Dr. Leukhardt responded that the study included only patients with gross movement in all four extremities and excluded those with limited movement or neurologic deficits. A case involving para- or quadriplegia or neurologic deficits from a missed injury would be tragic, he said. “However, we have sufficient evidence from what we've found so far and reason to believe this is doing the most good for the most number of patients.”

Dr. John Como, the study's principal investigator, said in an interview that it is not necessary to perform MRIs on all patients and that the one ligamentous injury identified in the study was deemed to be a stable injury that did not require immobilization.

Dr. Leukhardt also said that the complications of MRI cannot be understated; there have been reports of increased intracranial pressure, and patients have coded during MRI when they were a long way from a critical care unit. “I believe CT is a safe practice, and in this population, it is reasonable to use MRI only in patients where it is indicated,” he said.

Dr. Samir Fakhry, an audience member, said that all cervical spine studies, including the current one, have failed to determine just how many missed injuries are acceptable to the medical community and society.

He agreed with Dr. Crandall about the danger of causing a potentially irreversible spinal injury in patients cleared by CT alone. “We have a technology that we are betting a patient's life on, and it's not infallible,” said Dr. Fakhry, professor and chief of general surgery at the Medical Center of South Carolina in Charleston.

In the study, CT scans were obtained using a 16- or 64-slice scanner; all were negative for an acute injury according to the attending radiologist. Cervical spine injury was defined by a fracture line extending on two consecutive cuts, marked prevertebral soft-tissue swelling or hematoma, malalignment not explained by degenerative changes, abnormal facets or posterior malalignment on sagittal reconstruction, and occipital condyle injury involving the craniocervical junction.
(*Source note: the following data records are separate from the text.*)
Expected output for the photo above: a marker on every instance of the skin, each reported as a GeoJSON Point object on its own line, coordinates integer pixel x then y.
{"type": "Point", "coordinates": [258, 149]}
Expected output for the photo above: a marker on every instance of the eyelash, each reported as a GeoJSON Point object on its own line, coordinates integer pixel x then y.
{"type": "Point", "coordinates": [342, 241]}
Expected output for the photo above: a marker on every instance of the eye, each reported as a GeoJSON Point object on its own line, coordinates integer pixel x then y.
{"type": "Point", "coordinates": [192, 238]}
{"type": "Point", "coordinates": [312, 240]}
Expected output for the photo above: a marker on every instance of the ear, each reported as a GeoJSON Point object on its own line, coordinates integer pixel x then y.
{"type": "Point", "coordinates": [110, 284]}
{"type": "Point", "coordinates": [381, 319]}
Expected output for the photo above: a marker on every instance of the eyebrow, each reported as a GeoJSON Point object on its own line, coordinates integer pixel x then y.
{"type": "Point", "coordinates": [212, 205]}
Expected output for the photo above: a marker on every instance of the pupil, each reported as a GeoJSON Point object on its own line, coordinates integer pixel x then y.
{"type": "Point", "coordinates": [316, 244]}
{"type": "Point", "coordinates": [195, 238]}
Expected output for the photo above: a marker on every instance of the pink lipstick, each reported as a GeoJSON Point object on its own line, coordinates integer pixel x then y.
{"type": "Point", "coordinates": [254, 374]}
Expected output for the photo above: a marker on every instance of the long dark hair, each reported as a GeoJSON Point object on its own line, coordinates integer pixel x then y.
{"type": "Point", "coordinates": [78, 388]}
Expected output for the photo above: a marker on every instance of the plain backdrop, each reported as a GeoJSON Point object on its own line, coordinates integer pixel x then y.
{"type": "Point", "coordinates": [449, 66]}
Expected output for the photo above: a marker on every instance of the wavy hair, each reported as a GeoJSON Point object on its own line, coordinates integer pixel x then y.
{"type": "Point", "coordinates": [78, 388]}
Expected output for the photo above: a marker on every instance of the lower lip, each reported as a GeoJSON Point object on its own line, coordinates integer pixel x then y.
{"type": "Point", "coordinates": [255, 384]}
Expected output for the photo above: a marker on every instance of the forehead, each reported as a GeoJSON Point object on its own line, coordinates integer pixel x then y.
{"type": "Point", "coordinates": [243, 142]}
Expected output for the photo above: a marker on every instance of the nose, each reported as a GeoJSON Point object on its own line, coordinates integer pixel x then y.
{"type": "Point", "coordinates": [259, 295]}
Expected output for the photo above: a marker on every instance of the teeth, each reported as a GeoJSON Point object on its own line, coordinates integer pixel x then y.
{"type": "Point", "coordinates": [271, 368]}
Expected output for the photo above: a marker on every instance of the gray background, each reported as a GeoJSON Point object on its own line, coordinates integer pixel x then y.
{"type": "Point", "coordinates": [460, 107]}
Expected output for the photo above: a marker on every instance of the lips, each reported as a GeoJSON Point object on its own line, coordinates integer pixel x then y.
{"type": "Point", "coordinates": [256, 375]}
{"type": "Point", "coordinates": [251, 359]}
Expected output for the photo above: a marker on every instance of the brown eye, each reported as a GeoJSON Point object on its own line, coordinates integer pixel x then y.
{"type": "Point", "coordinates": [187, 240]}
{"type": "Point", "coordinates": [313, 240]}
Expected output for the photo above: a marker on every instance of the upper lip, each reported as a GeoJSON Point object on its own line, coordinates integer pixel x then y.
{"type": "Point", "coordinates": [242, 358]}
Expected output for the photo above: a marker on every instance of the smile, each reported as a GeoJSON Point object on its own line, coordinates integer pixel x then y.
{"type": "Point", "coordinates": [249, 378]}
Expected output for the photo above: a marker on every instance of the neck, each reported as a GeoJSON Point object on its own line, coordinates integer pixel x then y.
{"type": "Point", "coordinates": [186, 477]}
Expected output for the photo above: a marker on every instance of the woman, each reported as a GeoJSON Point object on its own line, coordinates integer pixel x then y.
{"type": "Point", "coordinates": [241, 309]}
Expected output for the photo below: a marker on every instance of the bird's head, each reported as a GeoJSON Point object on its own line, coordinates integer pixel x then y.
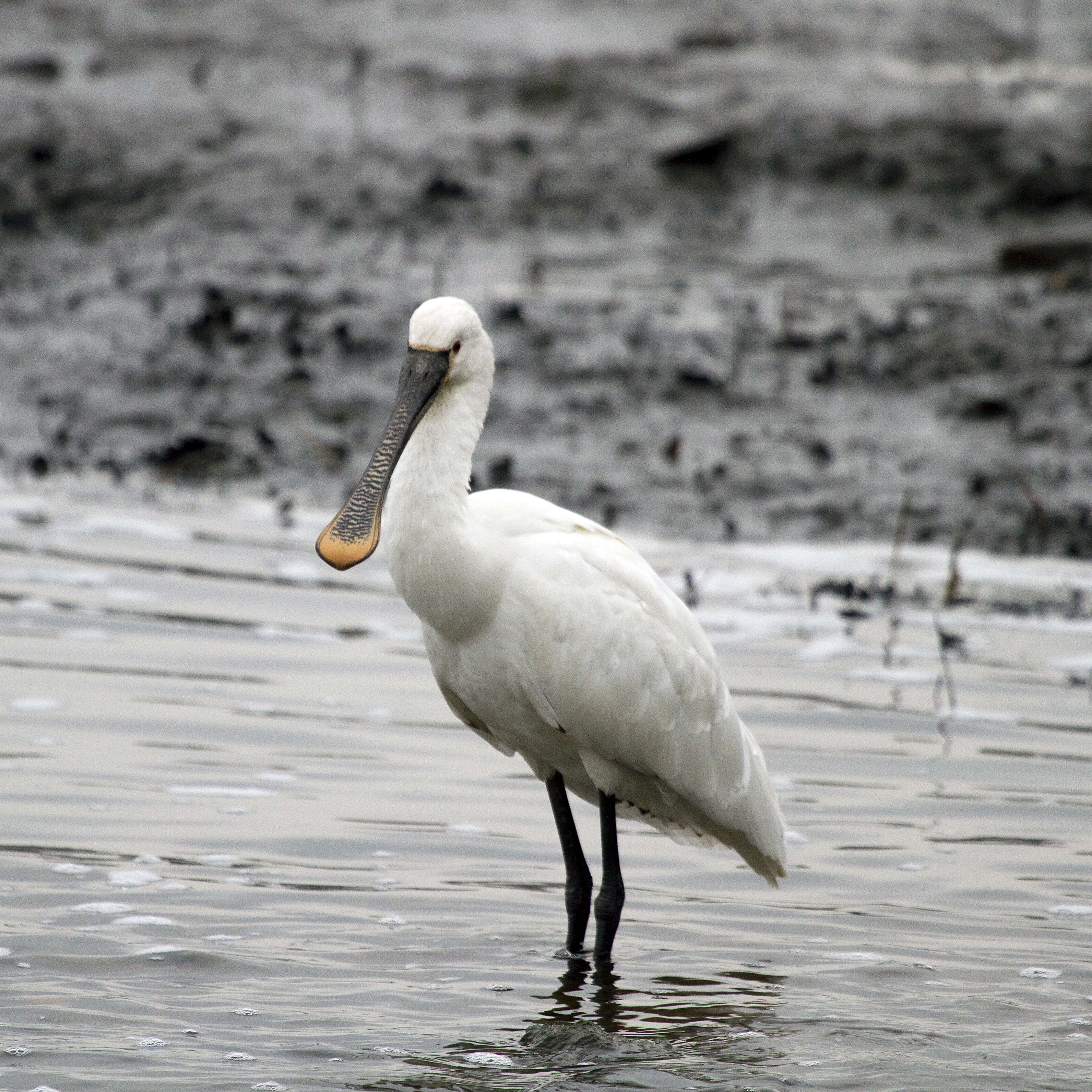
{"type": "Point", "coordinates": [448, 348]}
The patients had their cervical spines cleared and cervical collars removed at a mean of 3.3 days (range 0-15), significantly earlier than the 7.5 days reported in the previous study, Dr. Leukhardt said.

 

 

There was a 90% reduction in the occurrence of cervical spine decubitus ulcers, from 5.2% in the previous cohort to 0.5%. Hospital length of stay also decreased, from a mean of 23.4 days under the old protocol to 13.8 days. The difference in hospital stay is not attributable entirely to the change in spinal clearance protocol, but could also reflect differences in the populations not accounted for by age, gender, or injury severity.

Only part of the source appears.